O ile pierwsze podwyżki stóp nie powinny odbić się na koniunkturze giełdowej, to trudno przewidzieć, co będzie działo się dalej, tak jak trudno przewidzieć, do jakiego poziomu ostatecznie wzrosną stopy. Jeśli będzie to 100 pkt (obecnie dominuje przekonanie o wzroście o 50 pkt w I kwartale), to raczej takie zmiany nie pogrążą GPW. Podwyżki większe – 200-, 300 pkt – mogą zwiększyć atrakcyjność obligacji i lokat bankowych na tyle, że inwestorzy indywidualni zaczną wycofywać pieniądze z funduszy akcji na rzecz funduszy obligacji i stabilnego wzrostu, lecz jest to bardzo odległa perspektywa.

Należy jeszcze pamiętać, że wzrost stóp w Polsce będzie niekorzystnym zjawiskiem dla inwestorów zagranicznych, którzy kupili obligacje skarbowe. Ceny obligacji zaczną bowiem spadać. Wysoce prawdopodobnym skutkiem takiego zachowania będzie osłabienie złotego.
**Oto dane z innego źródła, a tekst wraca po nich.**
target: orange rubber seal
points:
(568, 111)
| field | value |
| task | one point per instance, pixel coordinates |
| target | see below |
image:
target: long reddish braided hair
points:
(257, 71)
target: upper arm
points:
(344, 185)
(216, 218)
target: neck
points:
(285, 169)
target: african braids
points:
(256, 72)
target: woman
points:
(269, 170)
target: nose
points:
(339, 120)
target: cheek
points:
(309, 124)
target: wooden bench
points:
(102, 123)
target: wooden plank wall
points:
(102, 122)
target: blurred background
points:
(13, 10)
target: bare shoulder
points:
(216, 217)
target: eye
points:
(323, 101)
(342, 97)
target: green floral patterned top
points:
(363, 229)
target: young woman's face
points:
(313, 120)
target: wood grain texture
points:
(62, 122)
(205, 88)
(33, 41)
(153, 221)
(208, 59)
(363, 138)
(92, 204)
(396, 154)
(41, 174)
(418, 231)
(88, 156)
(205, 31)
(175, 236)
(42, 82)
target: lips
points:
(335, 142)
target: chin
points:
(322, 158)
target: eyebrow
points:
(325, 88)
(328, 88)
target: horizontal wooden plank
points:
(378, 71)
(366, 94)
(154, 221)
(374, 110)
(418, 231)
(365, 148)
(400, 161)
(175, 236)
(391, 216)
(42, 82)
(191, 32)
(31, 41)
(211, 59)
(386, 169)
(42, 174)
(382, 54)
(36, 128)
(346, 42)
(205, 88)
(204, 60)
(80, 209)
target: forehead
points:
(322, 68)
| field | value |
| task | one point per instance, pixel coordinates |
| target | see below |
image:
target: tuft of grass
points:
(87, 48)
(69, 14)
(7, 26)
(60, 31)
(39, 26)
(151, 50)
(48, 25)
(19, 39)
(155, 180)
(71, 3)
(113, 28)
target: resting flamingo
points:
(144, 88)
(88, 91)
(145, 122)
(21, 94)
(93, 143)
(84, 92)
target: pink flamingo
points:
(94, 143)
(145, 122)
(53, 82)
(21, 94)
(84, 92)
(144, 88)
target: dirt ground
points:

Od stycznia 1999 roku, kiedy stopy zostały po raz ostatni obniżone w ramach cyklu, do sierpnia 2000 r., kiedy dokonano czwartej i ostatniej podwyżki stóp – w ramach tamtego cyklu, kurs dolara wzrósł z 3,40 do 4,40 PLN.

Podsumowanie

Przy ogromnym znaczeniu wysokości stóp procentowych dla gospodarki i naszych kieszeni trzeba pamiętać, że są one tylko jednym z czynników wpływających na działania inwestorów. W praktyce trendy giełdowe wyraźniej związane są ze wzrostem gospodarczym niż z wysokością stóp. Ponieważ w przeszłości wzrost stóp nie wpływał w sposób natychmiastowy na sytuację na GPW, teraz także należy się spodziewać, że działania RPP nie będą miały wielkiego wpływu na postępowanie inwestorów w długim terminie. Bardziej odczuwalne skutki zobaczymy raczej, kiedy RPP zakończy cykl podwyżek (w gospodarce nie będzie już czego chłodzić), niż na początku tych działań czy w trakcie. Nie oznacza to jednak, że inwestycje w akcje są bezpieczne i jeszcze długo będą. Zawsze będzie istniał cały szereg czynników dodatkowych, które mogą doprowadzić do zmiany koniunktury.